Remove Duplicates From a MySQL Database Table

Remove duplicates from a MySQL database table

I discovered a bug in a web app that I built a few years ago. It was difficult to debug because it only happened intermittently. As any programmer knows, issues that can’t be reproduced consistently (and locally) present the most pain. Ultimately, it was causing database records to be created in double – but only when certain conditions evaluated true in the app state.

I’ll get into the code fix in another post. Here, I’ll show you how I cleaned up the database. This application has over ten-thousand data records in production. The first thing I did before messing around was to export a back-up of the prod DB. That was only me being extra careful –  I already have a nightly job that dumps the entire production database as a .sql file to an S3 bucket. Taking an export on the fly is easy through phpMyAdmin.

Export database from phpMyAdmin
Export database from phpMyAdmin

Step one is to identify duplicates and store them in a temporary table, using a GROUP BY clause. In MySQL (and most other SQL-based database systems),GROUP BY is used to group rows from a table based on one or more columns.

The duplicate rows that I am interested in have all identical values, except for their primary keys. I can group those rows (and put them into a new, temporary, table) by including all of the table columns names (except the primary key) in my SQL statement. You can list those names in phpMyAdmin with this command:

SHOW COLUMNS FROM `records`;

Show all columns

My tables have quite a few columns. Instead of copy/pasting each field name, I used SQL code to list them out together. This was possible by leveraging the INFORMATION_SCHEMA database, a special system database that provides metadata about the database server itself in MySQL.  I could retrieve the column names and then concatenate them into a single string using the GROUP_CONCAT function:

SELECT GROUP_CONCAT(column_name SEPARATOR ', ') AS column_list
FROM information_schema.columns
WHERE table_schema = 'bjjtracker'
  AND table_name = 'records';

The result displayed as abbreviated until I selected “Full texts” from the options menu (highlighted below)

mysql columns

I could now copy/paste that column_list into my SQL statement. Remove the primary key field (usually the first one), or else no duplicates will be found (unless your use-case involves records having repeated primary key values, which is a less likely scenario).

CREATE TABLE TempTable AS
SELECT userid, type, date, beltrank, medal, weight, notes, created_date, style -- List all columns except the primary key
FROM `records`
GROUP BY userid, type, date, beltrank, medal, weight, notes, created_date, style -- Group by all columns except the primary key
HAVING COUNT(*) > 1; -- Indicates their is more than one record with exactly matching values

Now we have a new table that contains records that are duplicative in our original table. Step 2 is to delete the duplicates from the original table.

DELETE FROM `records`
WHERE (userid, type, date, beltrank, medal, weight, notes, created_date, style) IN (
    SELECT userid, type, date, beltrank, medal, weight, notes, created_date, style
    FROM TempTable
);

Don’t forget to delete that temporary table before you leave:

DROP TEMPORARY TABLE IF EXISTS TempTable;

Dealing with NULL values

On the first table I used this on, everything worked as expected. On a subsequent run against another table, zero rows were deleted even though my temp table contained duplicate records. I deduced that it was because of NULL values causing the comparison to not work as expected. I figured that I had to handle NULL values explicitly using the IS NULL condition on each field.
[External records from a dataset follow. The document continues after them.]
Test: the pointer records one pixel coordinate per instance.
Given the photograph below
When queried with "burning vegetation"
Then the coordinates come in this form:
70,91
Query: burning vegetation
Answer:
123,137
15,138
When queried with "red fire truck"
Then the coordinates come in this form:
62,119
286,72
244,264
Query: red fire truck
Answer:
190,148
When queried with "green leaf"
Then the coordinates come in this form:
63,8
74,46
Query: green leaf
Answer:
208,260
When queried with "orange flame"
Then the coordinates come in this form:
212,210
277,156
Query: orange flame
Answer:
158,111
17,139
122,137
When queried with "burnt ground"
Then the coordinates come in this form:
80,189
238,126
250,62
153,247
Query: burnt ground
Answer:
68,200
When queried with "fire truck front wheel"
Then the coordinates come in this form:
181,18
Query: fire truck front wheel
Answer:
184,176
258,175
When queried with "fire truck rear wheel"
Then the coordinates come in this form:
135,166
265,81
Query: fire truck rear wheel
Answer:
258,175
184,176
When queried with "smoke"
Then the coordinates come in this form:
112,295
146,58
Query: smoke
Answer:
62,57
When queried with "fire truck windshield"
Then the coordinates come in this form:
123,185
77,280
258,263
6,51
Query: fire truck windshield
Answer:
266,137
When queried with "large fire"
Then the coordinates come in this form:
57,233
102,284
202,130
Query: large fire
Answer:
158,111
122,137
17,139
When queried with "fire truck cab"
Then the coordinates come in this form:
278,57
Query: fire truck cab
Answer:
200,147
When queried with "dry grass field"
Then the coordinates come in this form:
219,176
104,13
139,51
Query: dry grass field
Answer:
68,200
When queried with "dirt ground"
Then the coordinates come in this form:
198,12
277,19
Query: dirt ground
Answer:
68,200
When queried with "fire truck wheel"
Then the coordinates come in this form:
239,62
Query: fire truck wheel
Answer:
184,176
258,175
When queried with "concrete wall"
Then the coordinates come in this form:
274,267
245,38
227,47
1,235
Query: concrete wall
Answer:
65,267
DELETE FROM recordsdetails
WHERE 
    (userid IS NULL OR userid, 
     recordid IS NULL OR recordid, 
     detailtype IS NULL OR detailtype, 
     technique IS NULL OR technique, 
     reps IS NULL OR reps, 
     partnername IS NULL OR partnername, 
     partnerrank IS NULL OR partnerrank, 
     pointsscored IS NULL OR pointsscored, 
     pointsgiven IS NULL OR pointsgiven, 
     taps IS NULL OR taps, 
     tappedout IS NULL OR tappedout, 
     result IS NULL OR result, 
     finish IS NULL OR finish, 
     created_date IS NULL OR created_date) 
IN (
    SELECT userid, recordid, detailtype, technique, reps, partnername, partnerrank, pointsscored, pointsgiven, taps, tappedout, result, finish, created_date
    FROM TempTable
);

But yet, I still got zero rows being deleted. This time though, I was seeing a warning. It complained: “Warning: #1292 Truncated incorrect DOUBLE value”

Zero rows found

This suggests that there is a data type mismatch or issue in the comparison involving numeric and string values. My guess is that the IS NULL handling was causing type conversion issues. To remedy this, I wrote a more explicit query by combining the AND and OR conditions.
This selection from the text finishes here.